What should investors think about the economy?
These days, it seems that any good economic news is bad, at least for short-term traders. Better-than-expected growth counters the notion that the Federal Open Market Committee might temper the pace of interest-rate increases when it makes its next policy announcement on Dec. 14.
The broad stock indexes were all down early Friday, after the Bureau of Labor Statistics said the U.S. economy added 263,000 nonfarm jobs during November, well above the 200,000 that had been expected by economists polled by the Wall Street Journal.
What may concern investors even more than the headline number is that hourly wages rose by 0.6% from the previous month, and were up 5.1% from a year earlier. The November monthly wage increase was the highest in 13 months. You can read the full Employment Situation Summary here.
Rex Nutting argues that the rise in hourly wages doesn’t reflect what’s really going on with American families’ buying power.
On Wednesday, stocks had rallied after Federal Reserve Chairman Jerome Powell spoke at the Brookings Institution in Washington and said: “The time for moderating the pace of rate increases may come as soon as the December meeting”
During an interview on Tuesday, MarketWatch’s Greg Robb asked Federal Reserve Bank of St. Louis President James Bullard, who is also a member of the FOMC, when the Fed might hit its highest target range for interest rates during this inflation-fighting cycle. Bullard said “sooner is better.”

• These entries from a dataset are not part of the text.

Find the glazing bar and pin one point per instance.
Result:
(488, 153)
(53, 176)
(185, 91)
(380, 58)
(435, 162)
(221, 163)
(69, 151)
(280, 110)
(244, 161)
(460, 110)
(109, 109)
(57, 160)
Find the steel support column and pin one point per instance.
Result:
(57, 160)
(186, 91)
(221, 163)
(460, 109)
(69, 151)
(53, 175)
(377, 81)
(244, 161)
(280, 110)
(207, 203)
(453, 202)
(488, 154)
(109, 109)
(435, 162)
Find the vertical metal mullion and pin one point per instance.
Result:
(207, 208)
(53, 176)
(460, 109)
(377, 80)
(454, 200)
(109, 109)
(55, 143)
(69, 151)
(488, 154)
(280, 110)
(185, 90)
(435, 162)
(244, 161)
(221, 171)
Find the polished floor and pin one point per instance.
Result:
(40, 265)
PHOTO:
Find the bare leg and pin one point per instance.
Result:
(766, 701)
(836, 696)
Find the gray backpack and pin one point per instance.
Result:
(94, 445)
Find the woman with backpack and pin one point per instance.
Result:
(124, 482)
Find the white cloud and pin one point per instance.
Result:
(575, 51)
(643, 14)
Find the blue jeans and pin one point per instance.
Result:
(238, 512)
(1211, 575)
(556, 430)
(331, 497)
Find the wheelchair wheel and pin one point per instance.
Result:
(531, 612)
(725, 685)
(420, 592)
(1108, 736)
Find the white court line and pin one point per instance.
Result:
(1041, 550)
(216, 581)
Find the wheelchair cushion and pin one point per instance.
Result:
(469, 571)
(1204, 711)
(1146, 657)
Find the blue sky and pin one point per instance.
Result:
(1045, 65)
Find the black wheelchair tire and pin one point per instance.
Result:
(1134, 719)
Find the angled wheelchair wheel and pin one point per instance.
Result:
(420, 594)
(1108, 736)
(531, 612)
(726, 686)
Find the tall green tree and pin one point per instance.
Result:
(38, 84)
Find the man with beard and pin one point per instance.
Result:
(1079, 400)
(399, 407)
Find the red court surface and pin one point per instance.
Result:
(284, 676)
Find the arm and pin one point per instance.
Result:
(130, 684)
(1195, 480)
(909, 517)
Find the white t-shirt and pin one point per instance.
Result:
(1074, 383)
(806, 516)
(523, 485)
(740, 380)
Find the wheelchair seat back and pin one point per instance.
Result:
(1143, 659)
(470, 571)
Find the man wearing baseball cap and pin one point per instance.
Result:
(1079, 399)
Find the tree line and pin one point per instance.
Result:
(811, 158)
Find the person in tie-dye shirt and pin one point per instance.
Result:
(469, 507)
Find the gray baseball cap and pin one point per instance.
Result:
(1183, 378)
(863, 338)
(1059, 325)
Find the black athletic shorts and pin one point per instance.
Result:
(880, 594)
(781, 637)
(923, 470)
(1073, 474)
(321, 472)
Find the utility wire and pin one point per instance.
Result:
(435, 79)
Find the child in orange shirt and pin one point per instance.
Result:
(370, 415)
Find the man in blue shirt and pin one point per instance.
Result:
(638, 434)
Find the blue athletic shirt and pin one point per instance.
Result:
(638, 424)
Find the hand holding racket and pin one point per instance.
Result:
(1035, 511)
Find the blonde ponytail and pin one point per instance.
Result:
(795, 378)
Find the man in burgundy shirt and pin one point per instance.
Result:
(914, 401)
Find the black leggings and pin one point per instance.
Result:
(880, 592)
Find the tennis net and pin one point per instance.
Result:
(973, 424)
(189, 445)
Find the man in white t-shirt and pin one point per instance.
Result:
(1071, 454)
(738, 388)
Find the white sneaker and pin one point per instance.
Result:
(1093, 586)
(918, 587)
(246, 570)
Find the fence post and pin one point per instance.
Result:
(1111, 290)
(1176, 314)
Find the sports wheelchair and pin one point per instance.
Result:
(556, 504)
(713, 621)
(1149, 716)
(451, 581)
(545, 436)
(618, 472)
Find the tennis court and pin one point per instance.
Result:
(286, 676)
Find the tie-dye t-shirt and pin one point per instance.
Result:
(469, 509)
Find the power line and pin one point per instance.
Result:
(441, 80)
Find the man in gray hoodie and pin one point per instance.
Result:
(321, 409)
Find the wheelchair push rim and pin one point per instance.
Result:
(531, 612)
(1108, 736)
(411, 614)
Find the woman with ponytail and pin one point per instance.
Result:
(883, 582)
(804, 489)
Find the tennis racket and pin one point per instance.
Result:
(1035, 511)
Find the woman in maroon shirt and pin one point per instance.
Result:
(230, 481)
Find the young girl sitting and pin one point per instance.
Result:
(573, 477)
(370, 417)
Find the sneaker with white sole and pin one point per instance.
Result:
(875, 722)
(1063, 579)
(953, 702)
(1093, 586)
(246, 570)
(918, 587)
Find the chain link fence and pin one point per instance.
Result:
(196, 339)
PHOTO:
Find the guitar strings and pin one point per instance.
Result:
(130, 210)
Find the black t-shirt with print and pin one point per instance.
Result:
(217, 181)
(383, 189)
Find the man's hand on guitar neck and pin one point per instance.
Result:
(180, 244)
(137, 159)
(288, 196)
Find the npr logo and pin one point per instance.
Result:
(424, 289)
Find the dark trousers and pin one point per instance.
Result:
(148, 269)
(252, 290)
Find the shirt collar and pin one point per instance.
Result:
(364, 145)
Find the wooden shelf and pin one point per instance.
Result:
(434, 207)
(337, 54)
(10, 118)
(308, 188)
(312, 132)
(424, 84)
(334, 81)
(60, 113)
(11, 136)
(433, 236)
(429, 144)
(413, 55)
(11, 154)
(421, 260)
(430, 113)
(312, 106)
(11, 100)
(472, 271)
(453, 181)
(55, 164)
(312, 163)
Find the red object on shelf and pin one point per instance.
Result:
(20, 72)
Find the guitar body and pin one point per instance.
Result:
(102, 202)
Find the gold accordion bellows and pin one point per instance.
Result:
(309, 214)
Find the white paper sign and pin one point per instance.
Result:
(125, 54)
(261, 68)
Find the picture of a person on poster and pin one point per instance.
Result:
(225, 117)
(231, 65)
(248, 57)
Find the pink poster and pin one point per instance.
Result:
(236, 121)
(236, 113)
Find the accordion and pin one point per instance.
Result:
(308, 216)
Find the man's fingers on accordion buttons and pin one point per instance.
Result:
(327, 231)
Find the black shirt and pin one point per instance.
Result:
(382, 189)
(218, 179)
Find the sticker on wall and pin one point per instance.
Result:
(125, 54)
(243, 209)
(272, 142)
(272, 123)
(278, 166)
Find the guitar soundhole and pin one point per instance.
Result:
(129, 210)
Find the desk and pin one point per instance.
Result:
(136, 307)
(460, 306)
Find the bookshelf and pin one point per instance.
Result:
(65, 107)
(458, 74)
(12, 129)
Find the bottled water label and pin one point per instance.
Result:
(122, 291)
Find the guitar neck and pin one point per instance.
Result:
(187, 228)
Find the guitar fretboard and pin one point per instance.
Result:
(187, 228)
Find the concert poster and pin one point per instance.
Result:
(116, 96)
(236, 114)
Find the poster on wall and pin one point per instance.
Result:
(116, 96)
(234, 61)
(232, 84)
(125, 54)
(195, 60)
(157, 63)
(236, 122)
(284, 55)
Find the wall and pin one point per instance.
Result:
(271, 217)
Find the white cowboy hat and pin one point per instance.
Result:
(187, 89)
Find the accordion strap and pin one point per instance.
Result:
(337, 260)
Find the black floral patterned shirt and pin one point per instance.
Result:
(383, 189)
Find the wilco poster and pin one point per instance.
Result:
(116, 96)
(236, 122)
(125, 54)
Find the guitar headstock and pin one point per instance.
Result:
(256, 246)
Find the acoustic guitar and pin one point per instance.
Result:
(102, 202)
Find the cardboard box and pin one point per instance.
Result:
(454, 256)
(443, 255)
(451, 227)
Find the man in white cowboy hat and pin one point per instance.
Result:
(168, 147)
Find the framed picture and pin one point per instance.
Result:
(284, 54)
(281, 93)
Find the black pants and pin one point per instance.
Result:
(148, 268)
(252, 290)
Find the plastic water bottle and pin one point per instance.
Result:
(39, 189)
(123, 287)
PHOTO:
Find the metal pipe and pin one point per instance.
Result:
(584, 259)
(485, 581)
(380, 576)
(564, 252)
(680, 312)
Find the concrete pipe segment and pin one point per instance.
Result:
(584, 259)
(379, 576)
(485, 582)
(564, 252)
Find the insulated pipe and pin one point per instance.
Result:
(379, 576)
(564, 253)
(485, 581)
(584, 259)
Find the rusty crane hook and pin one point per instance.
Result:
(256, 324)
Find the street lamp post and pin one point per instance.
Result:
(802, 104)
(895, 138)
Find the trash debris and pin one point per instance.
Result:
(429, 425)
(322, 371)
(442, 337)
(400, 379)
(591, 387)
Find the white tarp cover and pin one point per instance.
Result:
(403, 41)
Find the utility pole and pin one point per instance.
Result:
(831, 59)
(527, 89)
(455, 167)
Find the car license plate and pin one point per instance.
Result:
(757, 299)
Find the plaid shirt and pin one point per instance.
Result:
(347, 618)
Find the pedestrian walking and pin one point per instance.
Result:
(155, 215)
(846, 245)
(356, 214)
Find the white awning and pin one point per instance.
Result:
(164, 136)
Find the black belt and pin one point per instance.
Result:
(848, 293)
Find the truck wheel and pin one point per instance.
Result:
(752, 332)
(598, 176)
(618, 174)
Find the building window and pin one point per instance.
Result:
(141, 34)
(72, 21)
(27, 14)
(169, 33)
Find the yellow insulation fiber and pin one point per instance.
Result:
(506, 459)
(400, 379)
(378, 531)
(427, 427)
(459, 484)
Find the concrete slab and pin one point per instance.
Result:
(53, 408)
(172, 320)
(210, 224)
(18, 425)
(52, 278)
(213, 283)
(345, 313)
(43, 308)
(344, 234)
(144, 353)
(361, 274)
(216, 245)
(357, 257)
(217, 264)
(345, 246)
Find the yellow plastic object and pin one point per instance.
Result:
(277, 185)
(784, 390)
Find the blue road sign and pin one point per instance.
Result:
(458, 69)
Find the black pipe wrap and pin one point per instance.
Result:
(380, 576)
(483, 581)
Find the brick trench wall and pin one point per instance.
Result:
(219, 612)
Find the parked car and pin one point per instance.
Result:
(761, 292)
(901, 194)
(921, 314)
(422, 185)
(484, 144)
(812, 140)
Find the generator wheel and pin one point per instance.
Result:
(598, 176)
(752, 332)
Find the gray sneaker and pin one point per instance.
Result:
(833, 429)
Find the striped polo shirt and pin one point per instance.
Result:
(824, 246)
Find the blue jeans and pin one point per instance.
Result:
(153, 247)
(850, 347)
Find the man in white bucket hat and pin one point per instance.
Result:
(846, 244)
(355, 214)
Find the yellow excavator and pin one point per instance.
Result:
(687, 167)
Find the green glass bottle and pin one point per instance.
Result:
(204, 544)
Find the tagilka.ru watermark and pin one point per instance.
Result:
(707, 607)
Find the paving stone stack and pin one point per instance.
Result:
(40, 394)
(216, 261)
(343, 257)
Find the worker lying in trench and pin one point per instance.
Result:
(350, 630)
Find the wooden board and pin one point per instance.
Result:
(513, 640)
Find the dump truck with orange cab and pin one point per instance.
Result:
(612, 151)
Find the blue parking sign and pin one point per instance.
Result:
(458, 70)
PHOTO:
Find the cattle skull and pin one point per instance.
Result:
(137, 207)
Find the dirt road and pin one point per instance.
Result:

More mixed economic signals:
What to expect from the stock market
This has been a year of declines for various asset classes as interest rates have risen. But investors always want to know what will happen next. William Watts explains why this year’s rate increases by the Federal Reserve have affected stocks differently from previous cycles, and also considers what should be expected for the market during the holiday season.
For bulls and bears:
Tech companies suffer a sudden slowdown
For years it seemed that cloud services would never see a slowdown in growth. But the tide has turned fo Snowflake (SNOW), Salesforce.com (CRM) and several other important cloud players, as Therese Poletti reports.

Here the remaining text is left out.